Une pratique constante et désarçonnante de l’anachronisme. On se sent toujours un peu, chez Ron Dorlan, en porte à faux. Qui rase gratis. (excusez-moi, c’est un tic que j’ai pris en le lisant: quand il fait un jeu de mots un peu squive, il s’excuse aussitôt, politesse envers le lecteur). Mais malgré tout, on se sent un peu chez nous: le Royaume du Sud, et sa capitale Almon-Nosaute L.G….le palais du Biaboucquè…Et puis, le style, mazette! Les chancelleries papales, cardinales, archiépiscopales des Grands Siècles ne faisaient pas mieux. Ecoutez plutôt: Parmi la tornade rouge qui l’entoure, un coquelicot émerge soudain, s’avance vers son supérieur, c’est le Frimas des Saules, grand ordonnateur de pompes vaticanes, qui y va de son plus bel organe: – Le pape serait une papesse et les cardinaux des cardinales, votre sainteté. Nous, on garderait les troupeaux de moutons, on préparerait à manger, on ferait la lessive et la vaisselle, on n’aurait accès à la propriété qu’avec l’assentiment de notre épouse, on n’accéderait au droit de vote qu’au XXe siècle, et on torcherait les fesses de nos enfants. J’oubliais: on enfanterait dans la douleur, et on porterait sur nos frêles épaules le joug du péché originel. N’écoutez sutout pas, mesdames! Et Dieu, oui, Dieu, qu’est-ce qu’il fait pendant ce temps-là? De son nuage, Dieu rigole bien, dans sa barbe blanche: -Qu’est-ce qu’ils peuvent être gourdes, ces hommes!

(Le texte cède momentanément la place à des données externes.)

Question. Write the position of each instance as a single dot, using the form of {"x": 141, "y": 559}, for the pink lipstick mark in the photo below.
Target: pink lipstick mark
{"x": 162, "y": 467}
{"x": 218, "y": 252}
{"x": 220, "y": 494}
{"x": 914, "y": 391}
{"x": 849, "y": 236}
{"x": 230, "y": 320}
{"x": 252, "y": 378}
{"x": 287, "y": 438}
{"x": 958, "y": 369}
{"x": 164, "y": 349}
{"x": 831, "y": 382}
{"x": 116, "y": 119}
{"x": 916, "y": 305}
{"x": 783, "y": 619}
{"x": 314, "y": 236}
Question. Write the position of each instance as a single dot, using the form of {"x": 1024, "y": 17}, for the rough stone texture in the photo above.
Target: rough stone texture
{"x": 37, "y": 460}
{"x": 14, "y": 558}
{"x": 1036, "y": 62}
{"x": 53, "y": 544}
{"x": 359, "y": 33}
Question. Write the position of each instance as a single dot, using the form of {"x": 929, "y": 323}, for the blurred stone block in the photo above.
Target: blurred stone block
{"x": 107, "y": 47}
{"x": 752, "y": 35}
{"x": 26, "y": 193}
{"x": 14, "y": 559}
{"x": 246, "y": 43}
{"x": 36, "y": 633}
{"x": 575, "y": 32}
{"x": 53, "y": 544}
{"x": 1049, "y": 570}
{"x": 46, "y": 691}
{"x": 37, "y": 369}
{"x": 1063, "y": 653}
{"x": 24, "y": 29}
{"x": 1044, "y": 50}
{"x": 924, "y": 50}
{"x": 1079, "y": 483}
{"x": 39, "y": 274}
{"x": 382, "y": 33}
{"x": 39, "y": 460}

On parle parfois d’histoire-fiction, quand l’auteur imagine des faits qui auraient pu arriver. Mais lorsque, comme ici, les personnages eux-mêmes sont imaginaires, comment dire? Serait-ce de l’histoire double-fiction? Bah! N’y a-t-il pas déjà de la Triple Westmaele? La seule chose vraie, au fond, ce sont les exergues. Oui, tout passe à la moulinette: la fausse démocratie, le néo-libéralisme…Tout pouvoir n’est-il pas dérisoire?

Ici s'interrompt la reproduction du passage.